Over the last few years, L.L. Bean has made a strong commitment to list hygiene, asserts Beem. This has allowed it to better target its customers and reduce the number of catalogs it mails per household—a win both for the environment and its production and postage costs.
Less Is More
Another place you can trim is in your trim, size that is. For the past 10 years, L.L. Bean has been testing smaller trim sizes, which has significantly reduced its trim waste, attests Beem.
Consumers Union has found success testing smaller formats as well, according to Meta Brophy, the nonprofit's associate director of publishing operations. By conducting a number of internal audits, Consumers Union was able to reduce the size of the paper rolls it uses, thereby reducing trim waste, and was able to reduce the size of its blow-in and bind-in cards and envelopes. These minimal changes equal only fractions of an inch on each piece, but the savings add up quickly.

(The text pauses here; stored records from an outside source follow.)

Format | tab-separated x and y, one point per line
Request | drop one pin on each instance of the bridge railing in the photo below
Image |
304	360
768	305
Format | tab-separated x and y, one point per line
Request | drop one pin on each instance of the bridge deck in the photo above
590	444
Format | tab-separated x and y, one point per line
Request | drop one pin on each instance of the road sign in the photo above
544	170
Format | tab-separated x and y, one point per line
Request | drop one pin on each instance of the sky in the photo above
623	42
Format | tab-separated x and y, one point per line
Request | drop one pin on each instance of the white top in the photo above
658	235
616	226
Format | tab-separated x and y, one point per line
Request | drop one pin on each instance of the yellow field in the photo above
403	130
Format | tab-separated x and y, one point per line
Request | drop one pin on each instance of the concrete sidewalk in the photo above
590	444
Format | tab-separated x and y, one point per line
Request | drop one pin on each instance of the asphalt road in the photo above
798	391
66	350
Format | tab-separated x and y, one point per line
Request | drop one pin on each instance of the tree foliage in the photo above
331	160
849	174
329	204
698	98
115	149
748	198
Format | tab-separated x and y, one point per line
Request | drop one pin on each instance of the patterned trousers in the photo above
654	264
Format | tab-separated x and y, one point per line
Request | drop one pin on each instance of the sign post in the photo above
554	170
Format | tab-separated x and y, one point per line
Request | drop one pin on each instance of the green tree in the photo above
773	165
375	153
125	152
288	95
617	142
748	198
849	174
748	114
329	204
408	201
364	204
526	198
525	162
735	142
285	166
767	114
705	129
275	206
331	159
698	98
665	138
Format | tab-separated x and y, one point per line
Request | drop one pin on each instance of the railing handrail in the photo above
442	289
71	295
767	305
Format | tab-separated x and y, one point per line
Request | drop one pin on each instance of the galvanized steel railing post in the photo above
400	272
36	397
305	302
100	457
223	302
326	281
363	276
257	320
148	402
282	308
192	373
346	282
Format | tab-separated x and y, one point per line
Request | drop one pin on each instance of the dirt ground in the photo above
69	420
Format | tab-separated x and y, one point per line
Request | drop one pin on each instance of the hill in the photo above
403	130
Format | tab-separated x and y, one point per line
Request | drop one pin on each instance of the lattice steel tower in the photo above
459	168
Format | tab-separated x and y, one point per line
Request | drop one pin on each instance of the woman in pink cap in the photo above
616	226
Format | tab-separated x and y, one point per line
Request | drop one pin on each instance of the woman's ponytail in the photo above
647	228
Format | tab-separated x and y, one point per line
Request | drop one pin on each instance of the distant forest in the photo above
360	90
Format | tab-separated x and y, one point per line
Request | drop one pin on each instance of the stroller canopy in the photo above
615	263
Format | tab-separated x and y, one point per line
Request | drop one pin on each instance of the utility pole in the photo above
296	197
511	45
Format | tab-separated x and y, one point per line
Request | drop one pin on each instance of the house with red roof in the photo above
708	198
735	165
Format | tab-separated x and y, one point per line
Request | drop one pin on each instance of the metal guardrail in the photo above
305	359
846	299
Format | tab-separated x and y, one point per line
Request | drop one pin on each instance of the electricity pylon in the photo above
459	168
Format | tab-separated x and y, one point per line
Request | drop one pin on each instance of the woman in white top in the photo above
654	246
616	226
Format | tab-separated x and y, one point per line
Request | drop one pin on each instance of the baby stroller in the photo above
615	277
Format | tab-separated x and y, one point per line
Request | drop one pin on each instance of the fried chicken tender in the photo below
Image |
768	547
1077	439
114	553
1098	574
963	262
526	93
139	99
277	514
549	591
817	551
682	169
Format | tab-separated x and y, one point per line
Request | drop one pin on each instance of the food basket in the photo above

"It doesn't sound like much, reducing, say, an eighth of an inch," contends Tom Estock, corporate manager of environment and safety at Sussex, Wisc.-based printer Quad/Graphics. "But on a large run, that can add up to thousands and thousands of pounds of paper that you're saving."
But smaller isn't automatically better—it can just lead to more trim waste. Work with your printer to determine the sizes that make optimal use of the press sheets it uses for your jobs, suggests Estock. And, of course, you'll want to test to make sure a smaller size doesn't have a negative effect on response.